Following the sale, directors Ms. Anita Leviant and Mr. Ehud Gil resigned effective immediately, and Chairman Mr. Ben Sheizaf plans to resign 30 days after the sale’s consummation. The board unanimously appointed two new independent non-executive directors, Ms. Odelya Ohayon and Mr. Gilad Mamlok, with Mr. Mamlok joining the Audit and Compensation Committees.
Ellomay Capital Ltd. reports that conditions have been fulfilled for O.Y. Nofar Energy Ltd. to acquire control of the company through the purchase of an aggregate of approximately 45.9% of Ellomay’s outstanding shares from three existing shareholders. Nofar stated that closing is expected in the coming days.
Ellomay emphasizes it is not a party to this transaction and therefore cannot estimate the precise timing of its consummation. The company also reiterates broad risk factors that could affect its business, including electricity prices, regulatory changes, interest rates, inflation, regional conflicts, project delays, and general economic conditions.
Ellomay Capital Ltd received an amended Schedule 13G from Menora Mivtachim Holdings Ltd and its subsidiaries reporting a significant passive ownership stake. Menora Mivtachim Holdings reports beneficial ownership of 1,195,025 ordinary shares, or 8.67% of Ellomay’s ordinary shares, based on 13,779,585 shares outstanding as of December 31, 2025.
Within this total, Menora Mivtachim Pensions & Gemel Ltd. holds 1,060,380 ordinary shares, representing 7.70% of the class. The filing explains that these shares are largely held for the benefit of insurance policyholders, portfolio account owners, and pension or provident fund members. Menora and its subsidiaries formally disclaim beneficial ownership except to the extent of their pecuniary interest.
The reporting persons certify that the securities were not acquired and are not held for the purpose of changing or influencing control of Ellomay Capital, indicating a passive investment posture rather than an activist or control-seeking position.

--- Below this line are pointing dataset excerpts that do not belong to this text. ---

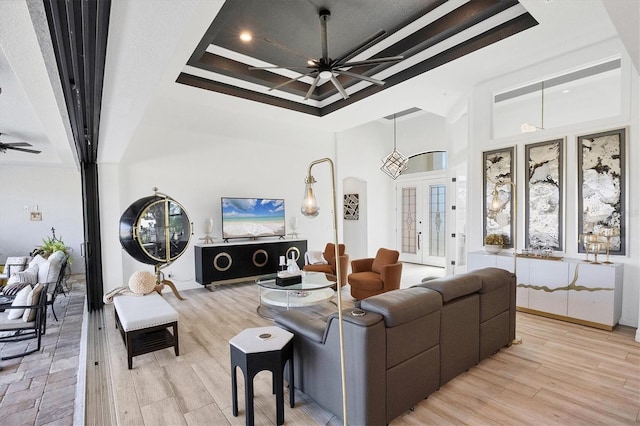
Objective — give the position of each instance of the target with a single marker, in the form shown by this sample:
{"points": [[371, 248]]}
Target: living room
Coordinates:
{"points": [[198, 147]]}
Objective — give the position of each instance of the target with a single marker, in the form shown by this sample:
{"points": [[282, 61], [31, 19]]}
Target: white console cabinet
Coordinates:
{"points": [[566, 289]]}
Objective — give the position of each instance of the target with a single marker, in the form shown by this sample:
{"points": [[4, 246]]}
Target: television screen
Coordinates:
{"points": [[252, 217]]}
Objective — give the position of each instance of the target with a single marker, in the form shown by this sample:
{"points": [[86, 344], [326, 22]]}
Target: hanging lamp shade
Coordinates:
{"points": [[395, 162]]}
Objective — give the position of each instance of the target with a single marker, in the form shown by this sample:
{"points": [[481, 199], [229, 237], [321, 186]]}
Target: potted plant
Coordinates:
{"points": [[51, 245], [493, 243]]}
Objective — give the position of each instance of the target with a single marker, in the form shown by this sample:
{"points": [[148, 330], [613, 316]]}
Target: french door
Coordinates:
{"points": [[421, 230]]}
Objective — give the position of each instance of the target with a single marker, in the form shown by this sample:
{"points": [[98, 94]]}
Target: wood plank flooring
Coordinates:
{"points": [[562, 373]]}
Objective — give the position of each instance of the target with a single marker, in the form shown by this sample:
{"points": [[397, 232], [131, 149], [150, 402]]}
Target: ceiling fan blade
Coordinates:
{"points": [[312, 88], [362, 47], [290, 81], [360, 76], [324, 17], [370, 61], [280, 68], [32, 151], [336, 83], [18, 144]]}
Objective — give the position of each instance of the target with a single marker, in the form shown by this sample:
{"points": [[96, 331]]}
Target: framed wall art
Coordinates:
{"points": [[601, 186], [543, 207], [499, 168], [351, 207]]}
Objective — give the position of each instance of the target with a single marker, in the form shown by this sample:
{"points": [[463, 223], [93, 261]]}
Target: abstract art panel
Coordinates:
{"points": [[601, 185], [498, 168], [351, 207], [543, 196]]}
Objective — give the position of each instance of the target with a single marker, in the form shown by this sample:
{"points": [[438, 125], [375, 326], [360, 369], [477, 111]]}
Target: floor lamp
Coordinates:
{"points": [[495, 207], [310, 209]]}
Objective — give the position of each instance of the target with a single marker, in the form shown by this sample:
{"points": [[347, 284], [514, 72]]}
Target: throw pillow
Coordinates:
{"points": [[12, 288], [20, 300], [30, 276], [15, 264], [32, 299], [49, 270], [142, 282], [37, 260]]}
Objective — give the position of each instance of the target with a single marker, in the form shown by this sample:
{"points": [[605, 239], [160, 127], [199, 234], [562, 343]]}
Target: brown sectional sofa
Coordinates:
{"points": [[407, 344]]}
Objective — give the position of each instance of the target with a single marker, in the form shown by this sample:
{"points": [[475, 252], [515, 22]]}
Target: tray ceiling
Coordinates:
{"points": [[427, 33]]}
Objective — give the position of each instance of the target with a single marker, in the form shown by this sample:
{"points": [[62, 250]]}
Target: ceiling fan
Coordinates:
{"points": [[16, 146], [326, 68]]}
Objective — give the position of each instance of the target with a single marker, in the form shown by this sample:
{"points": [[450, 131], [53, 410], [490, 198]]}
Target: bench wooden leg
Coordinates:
{"points": [[176, 347]]}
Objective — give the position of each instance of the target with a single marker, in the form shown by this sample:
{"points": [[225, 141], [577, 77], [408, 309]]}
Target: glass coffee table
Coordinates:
{"points": [[314, 289]]}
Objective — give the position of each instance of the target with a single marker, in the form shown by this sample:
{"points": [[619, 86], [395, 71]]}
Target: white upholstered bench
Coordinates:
{"points": [[144, 323]]}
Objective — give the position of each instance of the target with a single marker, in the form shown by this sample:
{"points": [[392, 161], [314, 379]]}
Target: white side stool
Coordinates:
{"points": [[255, 350]]}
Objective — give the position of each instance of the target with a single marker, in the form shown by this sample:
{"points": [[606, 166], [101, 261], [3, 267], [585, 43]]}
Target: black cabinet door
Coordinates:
{"points": [[236, 261]]}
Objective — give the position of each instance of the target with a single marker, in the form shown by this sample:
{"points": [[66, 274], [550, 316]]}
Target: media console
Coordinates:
{"points": [[226, 263]]}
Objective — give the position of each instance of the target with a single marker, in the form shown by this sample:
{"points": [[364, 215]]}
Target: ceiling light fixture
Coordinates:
{"points": [[528, 128], [395, 163], [326, 68]]}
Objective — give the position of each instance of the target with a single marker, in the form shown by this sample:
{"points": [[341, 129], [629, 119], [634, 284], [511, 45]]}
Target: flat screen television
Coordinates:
{"points": [[252, 217]]}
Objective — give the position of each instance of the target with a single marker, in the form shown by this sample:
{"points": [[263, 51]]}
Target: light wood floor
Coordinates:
{"points": [[561, 374]]}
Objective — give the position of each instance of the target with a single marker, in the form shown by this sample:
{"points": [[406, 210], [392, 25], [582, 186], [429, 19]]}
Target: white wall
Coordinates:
{"points": [[57, 194], [259, 160], [480, 140], [360, 153]]}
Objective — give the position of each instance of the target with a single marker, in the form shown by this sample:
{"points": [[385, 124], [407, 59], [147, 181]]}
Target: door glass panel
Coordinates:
{"points": [[409, 234], [437, 199]]}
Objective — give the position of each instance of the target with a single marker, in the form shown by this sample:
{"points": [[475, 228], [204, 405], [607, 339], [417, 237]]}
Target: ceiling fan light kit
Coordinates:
{"points": [[326, 68]]}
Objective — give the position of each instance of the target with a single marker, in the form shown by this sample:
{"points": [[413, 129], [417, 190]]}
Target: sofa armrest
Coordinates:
{"points": [[317, 363], [390, 275], [303, 324], [361, 265]]}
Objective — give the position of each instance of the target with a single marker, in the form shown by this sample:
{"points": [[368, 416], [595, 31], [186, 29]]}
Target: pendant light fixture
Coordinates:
{"points": [[395, 163], [528, 128]]}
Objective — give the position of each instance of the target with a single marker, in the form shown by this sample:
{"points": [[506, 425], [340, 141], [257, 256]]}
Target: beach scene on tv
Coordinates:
{"points": [[252, 217]]}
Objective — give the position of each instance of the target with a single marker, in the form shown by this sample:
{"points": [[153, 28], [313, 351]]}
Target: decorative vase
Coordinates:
{"points": [[493, 249]]}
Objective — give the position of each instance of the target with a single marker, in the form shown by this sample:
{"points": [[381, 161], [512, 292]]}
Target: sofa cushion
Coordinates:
{"points": [[401, 306], [454, 286], [20, 300], [384, 257], [493, 278], [29, 276], [366, 280], [13, 288], [33, 298]]}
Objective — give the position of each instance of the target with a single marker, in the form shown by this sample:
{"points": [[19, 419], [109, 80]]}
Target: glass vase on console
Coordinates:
{"points": [[609, 233]]}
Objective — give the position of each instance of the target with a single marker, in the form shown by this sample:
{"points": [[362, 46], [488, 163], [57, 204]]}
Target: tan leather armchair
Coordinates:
{"points": [[377, 275], [330, 268]]}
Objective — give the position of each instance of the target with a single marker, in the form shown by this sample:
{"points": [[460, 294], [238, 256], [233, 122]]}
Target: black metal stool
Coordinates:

Ellomay Capital Ltd. reports receiving a request to implement a separation mechanism in its jointly owned company, Ellomay Luzon Energy Infrastructures Ltd., which is held 50%-50% with Amos Luzon Development and Energy Group Ltd.
Under an existing shareholders’ agreement, either partner may ask an agreed expert to choose between a bidding process or a Buy Me Buy You (BMBY) mechanism to separate their interests. Ellomay Luzon Energy’s main asset is its 33.75% stake in Dorad Energy Ltd. Ellomay is reviewing the letter and the agreement and notes there is no assurance a separation will occur or what its terms and outcome might be.